Auch der individuell konkrete Ursachenzusammenhang zwischen der Schadstoffexposition und der Lebererkrankung des Klägers ist positiv festzustellen. Denn nach dem überzeugenden Gutachten des Prof. Dr. H. sprechen mehr Gründe für als gegen den Kausalzusammenhang. Als Auslöser für die Lebererkrankung findet sich kein außerberuflicher Faktor. Auch Dr. G. räumt aufgrund des histologischen Befundes ein, dass das histologische Bild für das Vorliegen eines toxisch bedingten Leberschadens spricht. Außerberufliche Ursachen für einen toxisch bedingten Leberschaden lassen sich jedoch im Falle des Klägers nicht finden. Auch eine Stoffwechselerkrankung in Form einer Hämochromatose kommt als Ursache für die Entstehung der Lebererkrankung des Klägers nicht mit Wahrscheinlichkeit in Betracht. Jedoch ist davon auszugehen, dass die bei dem Kläger vorgefundene Genkonstellation den durch die Schadstoffexposition verursachten Leberschaden verstärkt hat. Für den Kausalzusammenhang zwischen der Lebererkrankung des Klägers und der beruflichen Exposition von Halogenkohlenwasserstoffen spricht nach Darlegung des Prof. Dr. H. auch der Verlauf der Krankheit, mit Beginn der Leberwerterhöhungen 1972, zwei Jahre nach Aufnahme der Tätigkeit als Kranführer.

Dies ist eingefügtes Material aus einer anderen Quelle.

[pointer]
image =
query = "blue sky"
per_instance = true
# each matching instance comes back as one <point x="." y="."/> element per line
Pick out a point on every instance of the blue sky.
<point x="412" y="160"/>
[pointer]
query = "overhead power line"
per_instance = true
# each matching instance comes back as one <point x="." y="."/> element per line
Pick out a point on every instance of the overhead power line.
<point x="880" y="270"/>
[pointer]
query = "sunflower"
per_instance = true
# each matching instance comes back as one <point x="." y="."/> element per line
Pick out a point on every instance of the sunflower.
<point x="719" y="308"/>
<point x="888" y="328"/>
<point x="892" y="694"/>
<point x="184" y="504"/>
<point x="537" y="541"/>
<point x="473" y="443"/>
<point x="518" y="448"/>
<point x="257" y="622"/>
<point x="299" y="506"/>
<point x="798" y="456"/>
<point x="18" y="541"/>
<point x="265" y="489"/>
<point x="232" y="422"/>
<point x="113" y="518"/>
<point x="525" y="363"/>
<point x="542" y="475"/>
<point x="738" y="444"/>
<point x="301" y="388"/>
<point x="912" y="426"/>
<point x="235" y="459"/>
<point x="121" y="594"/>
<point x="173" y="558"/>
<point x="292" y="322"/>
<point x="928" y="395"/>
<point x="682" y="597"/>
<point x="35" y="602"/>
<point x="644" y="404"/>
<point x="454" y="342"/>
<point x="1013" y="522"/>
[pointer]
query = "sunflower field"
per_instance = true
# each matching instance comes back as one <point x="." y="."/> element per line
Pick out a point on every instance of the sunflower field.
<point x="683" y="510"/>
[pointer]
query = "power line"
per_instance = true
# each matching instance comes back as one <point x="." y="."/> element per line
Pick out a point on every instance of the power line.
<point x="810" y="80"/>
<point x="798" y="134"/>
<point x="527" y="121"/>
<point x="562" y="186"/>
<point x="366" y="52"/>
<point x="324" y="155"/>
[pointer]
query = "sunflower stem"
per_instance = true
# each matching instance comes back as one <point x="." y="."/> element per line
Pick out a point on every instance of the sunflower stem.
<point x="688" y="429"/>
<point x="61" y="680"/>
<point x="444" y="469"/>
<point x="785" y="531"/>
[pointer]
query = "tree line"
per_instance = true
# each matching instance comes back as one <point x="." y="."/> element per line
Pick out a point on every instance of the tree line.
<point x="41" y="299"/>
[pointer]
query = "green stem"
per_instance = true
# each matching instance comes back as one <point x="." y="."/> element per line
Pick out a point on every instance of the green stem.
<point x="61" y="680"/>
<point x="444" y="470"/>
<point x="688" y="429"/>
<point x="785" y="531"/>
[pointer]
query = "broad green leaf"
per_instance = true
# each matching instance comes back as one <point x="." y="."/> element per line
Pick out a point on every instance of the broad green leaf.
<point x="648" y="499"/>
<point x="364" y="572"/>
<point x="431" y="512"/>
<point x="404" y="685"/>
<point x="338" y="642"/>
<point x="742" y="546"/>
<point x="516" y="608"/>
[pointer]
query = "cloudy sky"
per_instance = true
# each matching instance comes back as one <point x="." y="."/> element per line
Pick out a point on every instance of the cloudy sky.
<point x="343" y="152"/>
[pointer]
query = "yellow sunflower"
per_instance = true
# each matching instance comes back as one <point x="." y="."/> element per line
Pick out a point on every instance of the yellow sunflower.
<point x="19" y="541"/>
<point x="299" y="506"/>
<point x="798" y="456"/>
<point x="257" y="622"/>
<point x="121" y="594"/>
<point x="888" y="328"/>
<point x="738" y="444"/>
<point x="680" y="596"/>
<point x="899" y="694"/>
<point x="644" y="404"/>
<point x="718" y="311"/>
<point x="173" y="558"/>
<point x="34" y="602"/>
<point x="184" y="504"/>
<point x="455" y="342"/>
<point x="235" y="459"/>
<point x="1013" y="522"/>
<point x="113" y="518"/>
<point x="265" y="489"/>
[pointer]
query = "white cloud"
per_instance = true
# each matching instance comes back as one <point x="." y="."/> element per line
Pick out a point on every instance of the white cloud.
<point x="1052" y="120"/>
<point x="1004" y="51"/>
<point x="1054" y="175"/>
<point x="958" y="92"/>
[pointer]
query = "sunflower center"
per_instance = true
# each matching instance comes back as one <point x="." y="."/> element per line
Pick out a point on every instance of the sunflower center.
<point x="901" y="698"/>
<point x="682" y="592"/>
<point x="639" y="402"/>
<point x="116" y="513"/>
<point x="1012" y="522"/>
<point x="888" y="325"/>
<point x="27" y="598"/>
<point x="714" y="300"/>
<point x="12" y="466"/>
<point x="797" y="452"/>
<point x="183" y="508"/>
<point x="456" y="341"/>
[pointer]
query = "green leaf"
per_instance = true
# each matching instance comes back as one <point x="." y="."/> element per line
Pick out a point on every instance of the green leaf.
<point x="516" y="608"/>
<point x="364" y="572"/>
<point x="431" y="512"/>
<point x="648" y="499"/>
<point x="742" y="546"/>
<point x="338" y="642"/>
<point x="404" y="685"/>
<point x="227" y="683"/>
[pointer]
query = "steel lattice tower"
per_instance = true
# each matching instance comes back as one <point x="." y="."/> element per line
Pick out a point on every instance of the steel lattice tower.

Die von dem Sozialgericht vorgenommene Bewertung der MdE des Klägers mit 40 v.H. ab 19. September 2005 ist nicht zu beanstanden. Nachweislich hat bei dem Kläger eine Leberzirrhose im Juli 2005 vorgelegen. Nach Schönberger/Mehrtens/Valentin, Arbeitsunfall und Berufskrankheit, 8. Auflage, S. 928 ist eine Leberzirrhose ohne Ösophagusvarizen mit einer MdE von 30 bis 40 v.H. und mit Ösophagusvarizen mit einer MdE von 60 bis 100 v.H. zu bewerten.

Die Kostenentscheidung beruht auf § 193 SGG, diejenige über die Nichtzulassung der Revision auf § 160 Abs. 2 SGG.